---
title: "IS5 in R: Comparing Counts (Chapter 19)"
author: "Nicholas Horton (nhorton@amherst.edu)"
date: "December 17, 2020"
output: 
  pdf_document:
    fig_height: 3
    fig_width: 5
  html_document:
    fig_height: 3
    fig_width: 5
  word_document:
    fig_height: 4
    fig_width: 6
---


```{r, include = FALSE}
# Don't delete this chunk if you are using the mosaic package
# This loads the mosaic and dplyr packages
library(mosaic)
library(readr)
library(janitor)
```

```{r, include = FALSE}
# knitr settings to control how R chunks work.
require(knitr)
opts_chunk$set(
  tidy = FALSE, # display code as typed
  size = "small" # slightly smaller font for code
)
```

## Introduction and background 


## Chapter 19: Comparing Counts

```{r}
library(mosaic)
library(readr)
library(janitor)
Zodiac <- read_csv("http://nhorton.people.amherst.edu/is5/data/Zodiac.csv")
```

By default, `read_csv()` prints the variable names.
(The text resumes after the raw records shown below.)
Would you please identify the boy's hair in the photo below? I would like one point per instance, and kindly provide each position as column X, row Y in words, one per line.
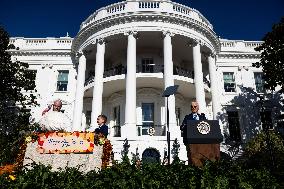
column 103, row 117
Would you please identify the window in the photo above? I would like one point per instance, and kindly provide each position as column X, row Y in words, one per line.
column 116, row 115
column 229, row 82
column 259, row 83
column 88, row 117
column 32, row 74
column 266, row 120
column 116, row 119
column 147, row 117
column 234, row 126
column 178, row 116
column 147, row 65
column 62, row 80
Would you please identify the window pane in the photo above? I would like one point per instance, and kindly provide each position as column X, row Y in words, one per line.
column 234, row 126
column 229, row 82
column 147, row 65
column 259, row 83
column 62, row 80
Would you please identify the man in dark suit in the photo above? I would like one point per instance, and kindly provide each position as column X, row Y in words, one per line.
column 194, row 115
column 103, row 128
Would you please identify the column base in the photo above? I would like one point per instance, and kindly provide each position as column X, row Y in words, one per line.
column 128, row 130
column 198, row 153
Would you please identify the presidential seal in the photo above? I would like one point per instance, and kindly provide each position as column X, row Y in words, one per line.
column 203, row 128
column 151, row 131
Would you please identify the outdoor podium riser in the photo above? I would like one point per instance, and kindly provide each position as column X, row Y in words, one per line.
column 202, row 140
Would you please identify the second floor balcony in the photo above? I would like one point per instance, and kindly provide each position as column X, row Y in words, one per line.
column 150, row 68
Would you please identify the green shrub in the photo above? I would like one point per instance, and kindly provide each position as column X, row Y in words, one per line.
column 124, row 175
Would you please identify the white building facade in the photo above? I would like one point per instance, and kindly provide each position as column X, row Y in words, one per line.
column 123, row 58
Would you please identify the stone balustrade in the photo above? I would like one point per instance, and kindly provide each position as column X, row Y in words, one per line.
column 237, row 45
column 143, row 6
column 41, row 43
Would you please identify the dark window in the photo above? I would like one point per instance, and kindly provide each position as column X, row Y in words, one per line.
column 147, row 65
column 259, row 84
column 88, row 117
column 147, row 117
column 234, row 126
column 266, row 119
column 32, row 74
column 62, row 80
column 116, row 119
column 229, row 82
column 178, row 115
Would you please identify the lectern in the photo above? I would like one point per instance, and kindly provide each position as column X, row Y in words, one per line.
column 202, row 139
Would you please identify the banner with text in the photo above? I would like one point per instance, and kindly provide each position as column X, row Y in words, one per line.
column 76, row 142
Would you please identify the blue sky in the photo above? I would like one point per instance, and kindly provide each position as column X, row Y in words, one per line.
column 231, row 19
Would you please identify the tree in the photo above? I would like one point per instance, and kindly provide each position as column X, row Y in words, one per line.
column 14, row 79
column 272, row 57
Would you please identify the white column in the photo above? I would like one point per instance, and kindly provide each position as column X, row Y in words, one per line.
column 78, row 107
column 168, row 77
column 129, row 129
column 214, row 85
column 198, row 78
column 98, row 84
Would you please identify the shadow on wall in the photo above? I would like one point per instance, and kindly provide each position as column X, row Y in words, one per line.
column 250, row 106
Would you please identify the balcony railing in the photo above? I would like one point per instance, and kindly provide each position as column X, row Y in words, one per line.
column 146, row 6
column 151, row 130
column 148, row 68
column 117, row 131
column 183, row 72
column 116, row 70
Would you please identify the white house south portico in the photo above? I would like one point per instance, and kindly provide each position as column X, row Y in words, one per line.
column 145, row 52
column 123, row 58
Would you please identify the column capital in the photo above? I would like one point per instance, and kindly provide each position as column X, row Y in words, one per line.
column 78, row 54
column 132, row 32
column 209, row 54
column 193, row 42
column 101, row 41
column 166, row 32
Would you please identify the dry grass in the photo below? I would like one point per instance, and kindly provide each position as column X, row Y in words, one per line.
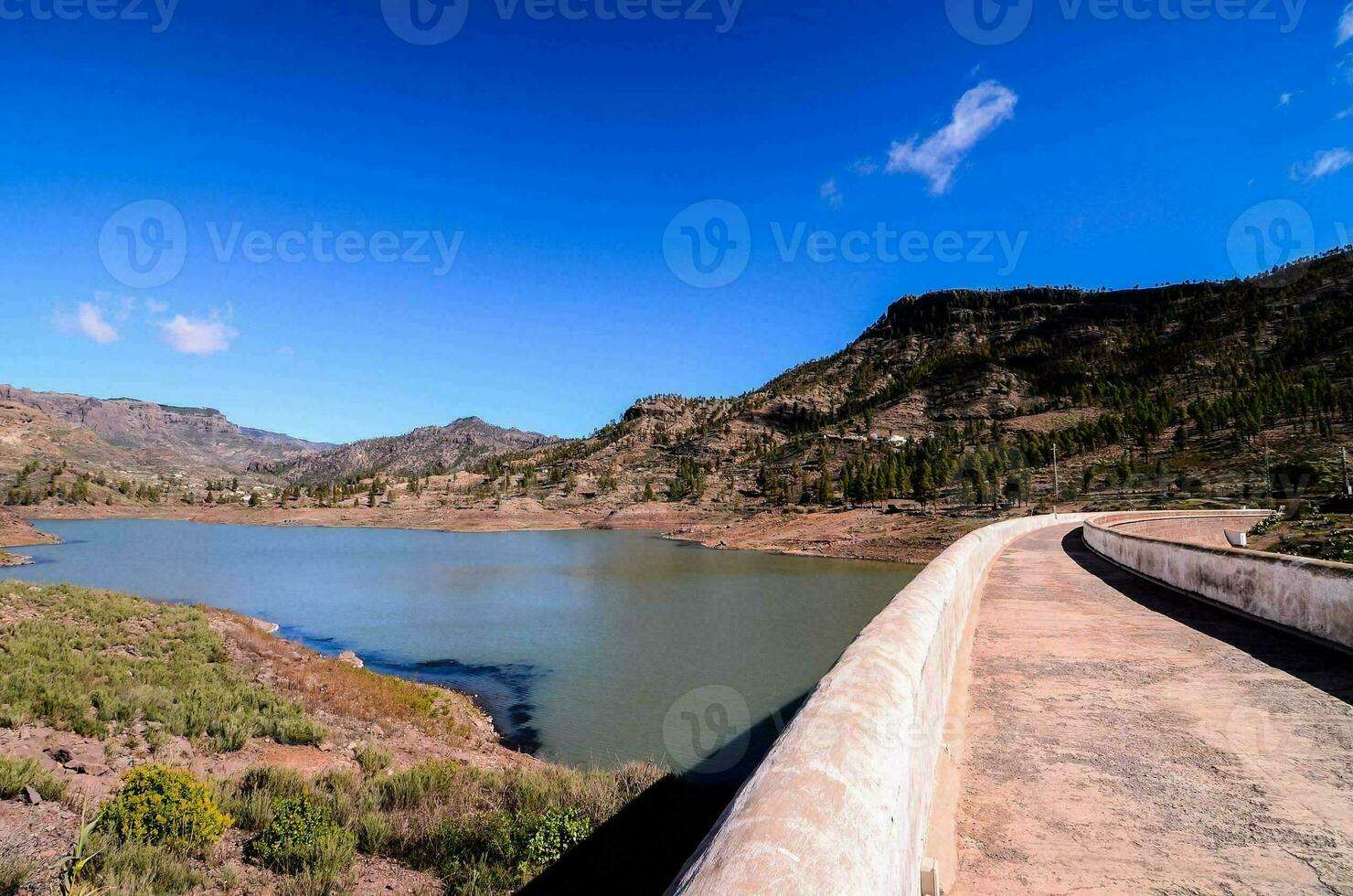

These messages can be suppressed using the `message=FALSE` code chunk option to save space and improve readability.  

```{r}
Zodiac %>%
  select(Month, Births)
```

### Section 19.1: Goodness-of-Fit Tests

#### Example 19.1: Finding Expected Counts

```{r message = FALSE}
# page 611
BaseballBirths <- read_csv("http://nhorton.people.amherst.edu/is5/data/Ballplayer_births.csv") %>%
  janitor::clean_names() # doesn't contain national birth %
```

Here we use the `clean_names()` function from the `janitor` package to sanitize the names of the columns (which would otherwise contain special characters or whitespace). 

```{r}
natbirth <- c(.08, .07, .08, .08, .08, .08, .09, .09, .09, .09, .08, .09)
BaseballBirths <- cbind(BaseballBirths, natbirth) # adding a column for national birth %
totaln <- sum(~ballplayer_count, data = BaseballBirths)
totaln
BaseballBirths <- BaseballBirths %>%
  mutate(
    expected = totaln * natbirth,
    observed = ballplayer_count,
    contrib = (observed - expected)^2 / expected
  )
sum(~contrib, data = BaseballBirths)
```

#### Assumptions and Conditions

#### Calculations

#### Chi-Square P-values

```{r}
# Examples of chisq p-values
qchisq(df = 2, p = .1, lower.tail = FALSE)
qchisq(df = 10, p = .05, lower.tail = FALSE)
```

#### Example 19.3: Doing a Goodness-of-Fit Test

```{r}
# page 614
df <- nrow(BaseballBirths) - 1
df
chisq <- sum(~contrib, data = BaseballBirths)
xpchisq(q = chisq, df = df, lower.tail = FALSE)
```

#### Step-By-Step Example: A Chi-Square Test for Goodness-of-Fit

```{r warning = FALSE}
expected <- mean(~Births, data = Zodiac)
expected
gf_col(Births ~ Month, data = Zodiac) %>%
  gf_hline(yintercept = expected) %>%
  gf_labs(x = "Sign", y = "Count") +
  theme(axis.text.x = element_text(angle = 30, hjust = 1)) # to adjust the angle of the x axis labels
```

```{r}
# Mechanics
df <- nrow(Zodiac) - 1
df
Zodiac <- Zodiac %>%
  mutate(chisq = ((Births - Expected)^2) / Expected)
chisq <- sum(~chisq, data = Zodiac)
chisq
xpchisq(q = chisq, df = df, lower.tail = FALSE)
```

#### The Chi-Square Calculation

```{r}
Zodiac %>%
  mutate(residsq = Residual^2) %>%
  mutate(component = residsq / Expected)
```

#### The Trouble with Goodness-of-Fit Tests: What's the Alternative?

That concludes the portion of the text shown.